Nearly two dozen Rite Aid locations in the region have closed in the last year, according to the union that represents Rite Aid store employees.

Rite Aid has proposed a bankruptcy plan that would involve closing 400 to 500 of its 2,100 stores in 17 states, the Wall Street Journal reported last week. The company has more than $3.3 billion in debt and is facing over 1,000 lawsuits alleging that it oversupplied opioids, the report noted.

A spokesperson for Rite Aid did not confirm the details of the Wall Street Journal’s report but said the company is “continuing to work collaboratively and constructively with our financial stakeholders to identify the best path forward to reduce our debt and position the business for continued success.”

“Given the conversations remain ongoing, no decisions have been made at this time, and we are focused on reaching an agreement with our financial stakeholders that will make Rite Aid stronger,” chief communications officer Joy Errico said. “We are confident we are taking the right steps to help us succeed, both now and in the future.”

In the Philadelphia area, 22 Rite Aid stores have closed within the last year, out of roughly 200 whose employees were members of the United Food and Commercial Workers Local 1776 union. Fifteen closures were in the city of Philadelphia.

That doesn’t include some very recently planned closures that have not been publicly announced, said Nicole Young, a spokesperson for the local.

Local 1776 president Wendell Young IV said the local’s Rite Aid-employed membership has plummeted by more than 400 people in just over a year. The union had about 2,700 Rite Aid members in mid-2022.

The closures didn’t necessarily lead directly to layoffs, Young made clear. Rite Aid typically allowed the affected employees to transfer to other nearby stores, “but not everyone can do that.” In addition to the closings, he said, the company seems to have slowed hiring, not replacing people who left.

For those who remain, Young said, “It’s a lot of stress on them. Even before this, Rite Aid was understaffed.”

Store employees have heard “a lot of whispering” about the process of a potential bankruptcy, Young said, but “we know nothing official from the company.”

UFCW’s international leadership has already hired bankruptcy counsel to make sure workers’ pensions, health care, and unpaid wages are considered in any plan, Young added. “Bankruptcy is not a friendly process for employees,” he said.

Rite Aid closures have been a regular occurrence in the Philadelphia area and throughout the chain for more than a year.

The company’s leadership said on an investor call this summer that more store closures would be likely, after 25 stores closed in the quarter ending June 3.
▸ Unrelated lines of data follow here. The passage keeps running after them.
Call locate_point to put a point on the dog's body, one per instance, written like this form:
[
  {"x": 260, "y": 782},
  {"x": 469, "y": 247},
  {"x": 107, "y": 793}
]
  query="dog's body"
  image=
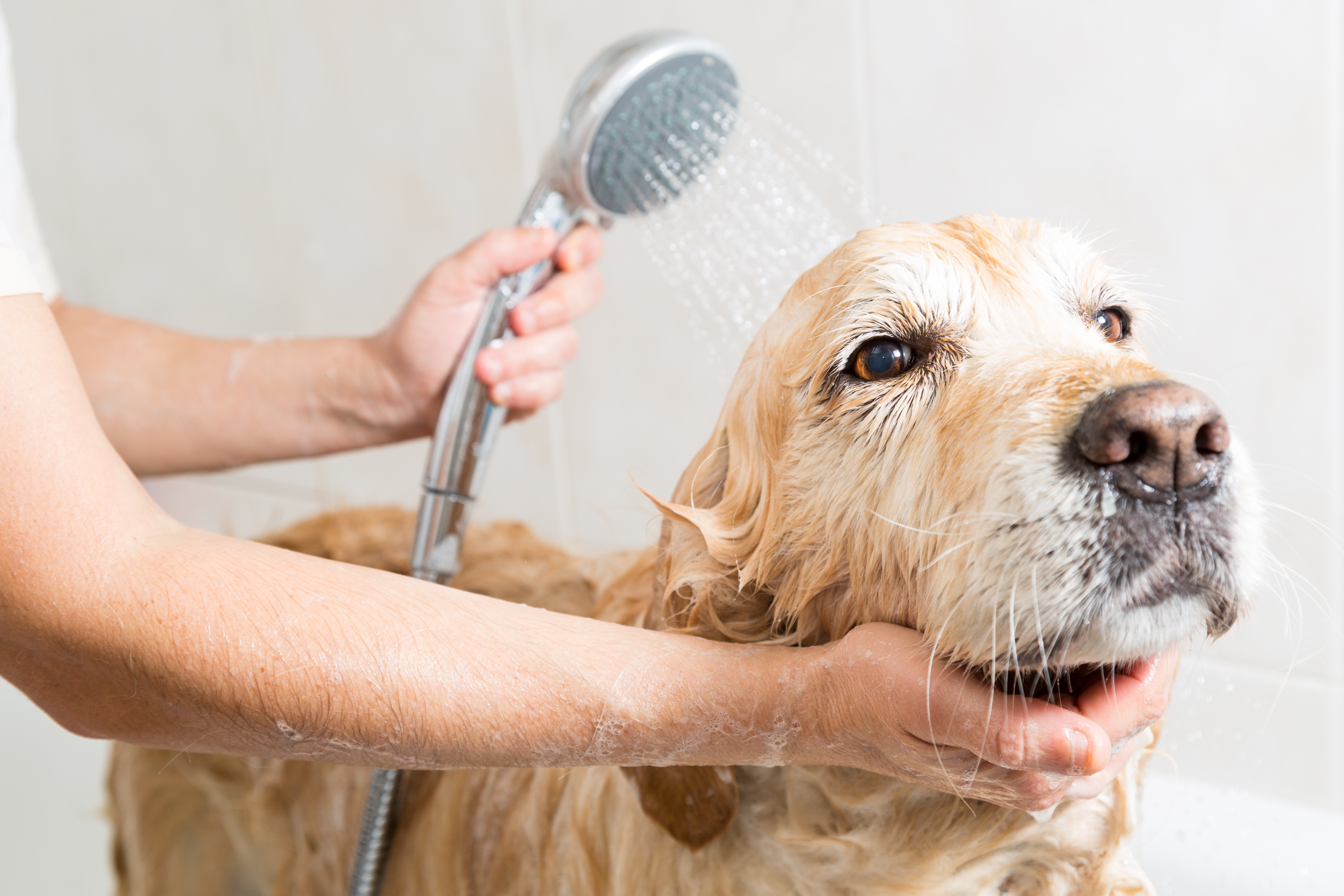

In its prior fiscal year, which ended in March, the company closed about 190 stores.

“I don’t have a number of store closures to give you,” chief financial officer Matthew Schroeder said on the June 29 call, “but it’s certainly something we’re going to continue to look at as we think about just how do we drive as much profitability as we can while still maintaining the presence in communities and providing access to our customers and communities.”

Rite Aid became a Philadelphia-based company just last year, when it relocated its headquarters from the Harrisburg area to the Navy Yard. But CEO Heyward Donigan made clear that nobody would be working in that location on a full-time basis, as the company moved toward a “modern way of working.”